Длительный процесс ведет одновременно к утверждению психического и сексуального, к утверждению «другой сцены» фантазма и бессознательного, и одновременно к энергии, которая должна при этом производиться; эта психическая энергия является лишь прямым эффектом сценической галлюцинации подавления, она галлюцинируется в качестве сексуальной субстанции, а затем будет подвергнута метафоризации и метонимизации в соответствии с топическим, экономическим и прочими инстанциями, в соответствии с модальностями вторичного, третичного и т.д. подавления – таково восхитительное здание психоанализа, самая прекрасная галлюцинация внутреннего мира, как сказал бы Ницше. Какой необыкновенной эффективностью обладает эта модель энергетической и сценической симуляции – какая необыкновенная теоретическая психодрама представлена в этой постановке psyche, в этом образе секса как инстанции, как вечной реальности (так же, как в других теориях гипостазировано производство как родовое измерение или движущая энергия). Неважно, что именно несет расходы за постановку: экономика, биология или психика, неважно, обращаемся ли мы к «сцене» или «к другой сцене»: важен сценарий, мы должны усомниться во всем психоанализе, как в модели симуляции.
В этом производстве любой ценой, в этом современном таинстве секса заключается такой терроризм, такая стратегия уничтожения, что кажется непонятным, почему бы, если только не ради красоты парадокса, не увидеть здесь подавления. Или, может быть, дело в том, что этот термин недостаточно выразителен. Фуко не хочет говорить о подавлении, но что же еще такое эта медленно развивающаяся и грубая ментальная инфекция секса, с которым в прошлом могла сравниться только инфекция души (см. у Ницше – инфекция секса, это, впрочем, только историческое и ментальное возвращение инфекции души под знаком материалистического второго пришествия).

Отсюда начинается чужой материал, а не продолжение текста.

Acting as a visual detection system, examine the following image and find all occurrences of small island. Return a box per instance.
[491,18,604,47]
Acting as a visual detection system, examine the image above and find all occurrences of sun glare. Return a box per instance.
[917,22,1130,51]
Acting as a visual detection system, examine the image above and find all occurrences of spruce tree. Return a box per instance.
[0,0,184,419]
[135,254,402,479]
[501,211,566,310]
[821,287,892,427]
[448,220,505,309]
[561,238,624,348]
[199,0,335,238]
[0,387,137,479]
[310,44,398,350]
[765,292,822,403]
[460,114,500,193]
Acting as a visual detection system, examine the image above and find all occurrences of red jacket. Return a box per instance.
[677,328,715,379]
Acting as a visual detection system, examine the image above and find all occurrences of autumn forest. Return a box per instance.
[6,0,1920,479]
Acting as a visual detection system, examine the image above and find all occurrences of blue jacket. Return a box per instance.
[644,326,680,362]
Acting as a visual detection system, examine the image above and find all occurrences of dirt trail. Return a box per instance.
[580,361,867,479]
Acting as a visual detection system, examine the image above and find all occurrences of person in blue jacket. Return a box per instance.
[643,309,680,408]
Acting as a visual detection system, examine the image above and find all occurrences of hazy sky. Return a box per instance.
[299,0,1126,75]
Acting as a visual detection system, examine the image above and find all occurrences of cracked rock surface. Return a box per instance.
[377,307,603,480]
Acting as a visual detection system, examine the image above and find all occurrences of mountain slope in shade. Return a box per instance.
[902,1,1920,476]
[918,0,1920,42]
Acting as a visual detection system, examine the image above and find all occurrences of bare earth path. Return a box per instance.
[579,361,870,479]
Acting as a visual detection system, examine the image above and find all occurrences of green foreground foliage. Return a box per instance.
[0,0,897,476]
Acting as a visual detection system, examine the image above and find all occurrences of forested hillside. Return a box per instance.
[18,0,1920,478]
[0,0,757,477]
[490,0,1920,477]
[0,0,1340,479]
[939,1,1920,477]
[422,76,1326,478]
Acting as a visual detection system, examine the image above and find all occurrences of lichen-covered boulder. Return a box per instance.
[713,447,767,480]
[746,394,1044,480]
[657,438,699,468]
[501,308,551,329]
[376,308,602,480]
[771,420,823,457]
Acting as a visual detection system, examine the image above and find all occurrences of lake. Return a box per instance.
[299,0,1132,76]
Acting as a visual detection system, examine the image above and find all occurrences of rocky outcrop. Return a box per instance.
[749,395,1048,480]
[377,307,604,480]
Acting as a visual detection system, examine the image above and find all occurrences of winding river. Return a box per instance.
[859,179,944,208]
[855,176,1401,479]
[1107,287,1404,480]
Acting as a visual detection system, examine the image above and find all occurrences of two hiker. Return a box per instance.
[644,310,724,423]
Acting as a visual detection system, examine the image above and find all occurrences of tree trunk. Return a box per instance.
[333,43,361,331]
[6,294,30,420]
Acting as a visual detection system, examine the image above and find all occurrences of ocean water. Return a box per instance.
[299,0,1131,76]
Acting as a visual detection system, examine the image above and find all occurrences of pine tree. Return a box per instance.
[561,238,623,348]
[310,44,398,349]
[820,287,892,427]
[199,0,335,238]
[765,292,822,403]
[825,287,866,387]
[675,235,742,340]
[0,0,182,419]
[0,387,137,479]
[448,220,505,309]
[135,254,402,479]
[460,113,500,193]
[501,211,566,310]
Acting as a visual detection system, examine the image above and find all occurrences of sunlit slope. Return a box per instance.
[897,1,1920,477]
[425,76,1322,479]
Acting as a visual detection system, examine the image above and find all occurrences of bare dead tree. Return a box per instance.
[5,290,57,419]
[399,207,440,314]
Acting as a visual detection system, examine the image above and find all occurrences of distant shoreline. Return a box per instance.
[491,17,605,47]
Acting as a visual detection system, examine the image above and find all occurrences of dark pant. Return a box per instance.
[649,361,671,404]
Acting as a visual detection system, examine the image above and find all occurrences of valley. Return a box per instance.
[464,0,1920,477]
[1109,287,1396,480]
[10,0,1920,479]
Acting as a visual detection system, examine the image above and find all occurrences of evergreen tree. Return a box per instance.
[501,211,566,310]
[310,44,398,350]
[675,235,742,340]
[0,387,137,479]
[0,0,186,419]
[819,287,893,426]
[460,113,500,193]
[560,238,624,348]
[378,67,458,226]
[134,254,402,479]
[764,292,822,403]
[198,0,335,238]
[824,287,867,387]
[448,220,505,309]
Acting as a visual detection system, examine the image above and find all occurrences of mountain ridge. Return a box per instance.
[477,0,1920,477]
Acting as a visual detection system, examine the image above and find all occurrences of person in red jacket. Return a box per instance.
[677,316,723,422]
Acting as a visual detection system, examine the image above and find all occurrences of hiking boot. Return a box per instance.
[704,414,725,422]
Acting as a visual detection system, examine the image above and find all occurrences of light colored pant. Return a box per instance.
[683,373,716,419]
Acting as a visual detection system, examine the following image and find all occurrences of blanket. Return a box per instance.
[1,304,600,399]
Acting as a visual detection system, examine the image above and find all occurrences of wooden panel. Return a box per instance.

По правде говоря, спорить о словах бесполезно. Можно сказать, предписание говорить о сексе – первично, а подавление – просто обходной маневр (вполне согласен, но тогда труд и эксплуатация – тоже не более чем обходной маневр и алиби других, более фундаментальных вещей); или: вытеснение – первично, а дискурс о сексе – только более современный его вариант («репрессивная десублимация»). По существу, обе гипотезы мало что меняют. В первой гипотезе (принадлежащей Фуко) главная проблема состоит в том, что если где-то и существовало подавление или, по крайней мере, эффект подавления (а этого нельзя оспаривать), то объяснить его невозможно. Почему воображаемое подавления необходимо для того, чтобы сохранить равновесие разным видам власти, если они живут за счет индукции, производства и вымогательства дискурса? Напротив, становится более понятным, почему дискурс, метаустойчивая система, следует за подавлением, которое не что иное, как неустойчивая система власти.

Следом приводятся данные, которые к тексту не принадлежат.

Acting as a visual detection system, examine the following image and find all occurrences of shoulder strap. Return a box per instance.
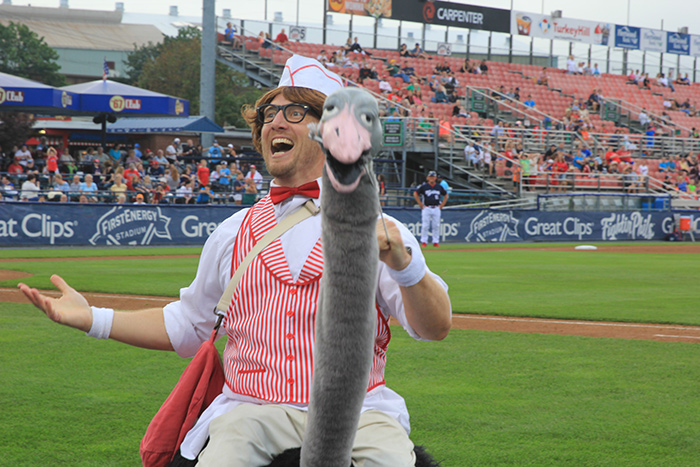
[213,199,321,324]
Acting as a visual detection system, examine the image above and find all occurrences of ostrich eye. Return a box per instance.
[360,113,372,124]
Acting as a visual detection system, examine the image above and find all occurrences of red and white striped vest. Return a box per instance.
[222,196,391,404]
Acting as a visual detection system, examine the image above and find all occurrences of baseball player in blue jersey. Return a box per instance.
[413,171,449,247]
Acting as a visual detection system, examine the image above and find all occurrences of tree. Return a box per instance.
[0,21,64,86]
[0,113,35,155]
[134,28,265,128]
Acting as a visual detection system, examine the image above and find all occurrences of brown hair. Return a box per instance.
[241,86,326,153]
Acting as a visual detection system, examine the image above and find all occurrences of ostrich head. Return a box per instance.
[309,87,383,194]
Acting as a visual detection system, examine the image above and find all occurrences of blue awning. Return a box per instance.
[106,115,224,134]
[61,79,189,117]
[0,71,79,114]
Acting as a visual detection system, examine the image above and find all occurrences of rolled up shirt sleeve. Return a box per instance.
[163,210,247,358]
[375,215,450,341]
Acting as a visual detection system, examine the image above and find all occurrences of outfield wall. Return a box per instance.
[0,201,689,246]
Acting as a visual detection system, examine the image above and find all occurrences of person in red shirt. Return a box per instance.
[552,154,569,192]
[196,159,210,188]
[123,163,140,190]
[274,28,288,44]
[8,156,23,175]
[46,147,59,184]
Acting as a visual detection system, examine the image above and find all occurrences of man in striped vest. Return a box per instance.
[18,55,452,466]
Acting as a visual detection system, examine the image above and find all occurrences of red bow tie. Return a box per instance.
[269,180,320,204]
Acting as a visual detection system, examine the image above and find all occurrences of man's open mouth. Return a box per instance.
[271,137,294,156]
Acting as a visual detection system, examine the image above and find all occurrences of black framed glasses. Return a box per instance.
[256,103,313,124]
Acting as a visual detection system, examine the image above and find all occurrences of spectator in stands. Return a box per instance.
[432,84,448,103]
[79,174,98,201]
[656,72,675,92]
[19,173,40,201]
[243,177,259,204]
[224,22,241,49]
[459,58,474,74]
[274,28,288,44]
[196,159,210,188]
[176,180,195,204]
[133,193,146,205]
[478,60,488,75]
[452,105,468,117]
[109,173,128,199]
[165,138,181,162]
[438,119,454,147]
[378,77,392,93]
[231,170,245,205]
[676,73,691,85]
[464,142,480,167]
[638,108,650,128]
[399,43,410,57]
[566,55,577,74]
[349,36,369,55]
[358,60,377,83]
[537,67,548,86]
[108,144,123,166]
[592,63,601,77]
[524,94,536,107]
[245,164,263,190]
[409,42,426,60]
[587,88,601,111]
[316,49,330,67]
[14,144,33,169]
[196,184,214,204]
[641,73,651,88]
[434,59,451,74]
[627,69,637,83]
[52,173,70,193]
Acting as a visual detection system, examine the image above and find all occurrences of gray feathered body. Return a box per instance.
[301,88,383,467]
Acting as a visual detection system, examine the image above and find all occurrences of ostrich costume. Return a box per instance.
[266,82,440,466]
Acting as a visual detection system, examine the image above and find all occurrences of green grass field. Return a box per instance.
[1,244,699,465]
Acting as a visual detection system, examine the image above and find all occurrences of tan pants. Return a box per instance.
[197,404,416,467]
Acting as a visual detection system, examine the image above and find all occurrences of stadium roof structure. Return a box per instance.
[106,116,224,134]
[0,71,80,115]
[0,4,164,51]
[61,80,189,117]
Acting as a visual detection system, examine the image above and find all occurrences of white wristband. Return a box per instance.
[387,250,427,287]
[86,306,115,339]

Если секс существует только как сказанное, выраженное в дискурсе, как признание, то что же существовало до того, как о нем заговорили? Какой разрыв создает этот дискурс о сексе и в отношении чего? Понятно, какие новые виды власти группируются вокруг него, но какая перипетия власти его порождает? Что он нейтрализует, что он улаживает, что завершает[8] (а иначе, кто может претендовать на то, чтобы покончить с ним, как говорится на с. 213), «освободиться от инстанций секса»?). С какой бы стороны мы ни посмотрели на это, «заставить секс что-то означать» – не такое уж невинное предприятие, власть от чего-то отталкивается (в противном случае не было бы даже тех форм сопротивления, которые мы обнаруживаем на с. 127), она что-то исключает, разделяет, отрицает, чтобы у нее появилась возможность приступить к «производству реального», производить реальность. Только исходя из этого, можно понять новую – катастрофическую на этот раз – перипетию власти, заключающуюся в том, что ей не удается больше производить реальность, воспроизводить себя в качестве реального, открывать новые пространства принципу реальности, что она впадает в гиперреальность и улетучивается, а это – конец власти, конец стратегии реального.
8
Согласно Фуко, этот разрыв кладет конец «телу и его удовольствиям», невинности либертинажа, ars erotica (откуда у нас сохранились некоторые слова: соблазн, очарование, чувственность, наслаждение, само «удовольствие», сладострастие, о котором мы больше не осмеливаемся говорить, – слова, которые ни сексу, ни психоанализу не удалось ни присвоить себе, ни дискредитировать их в своем дискурсе). Я думаю, что этот разрыв кладет конец чему-то более радикальному, тому положению вещей, при котором не только секс и желание, но и тело, и удовольствие не определяются как таковые, подобно тому как дискурс производства кладет конец режиму, в котором не существует не только меновой, но и потребительской стоимости. Потребительская стоимость – это последнее алиби как в сексе, так и в производстве. И боюсь, что у Фуко «удовольствия» еще противопоставляются «меновой стоимости сексуального» только в той мере, в какой они представляют потребительскую стоимость тела (англ.).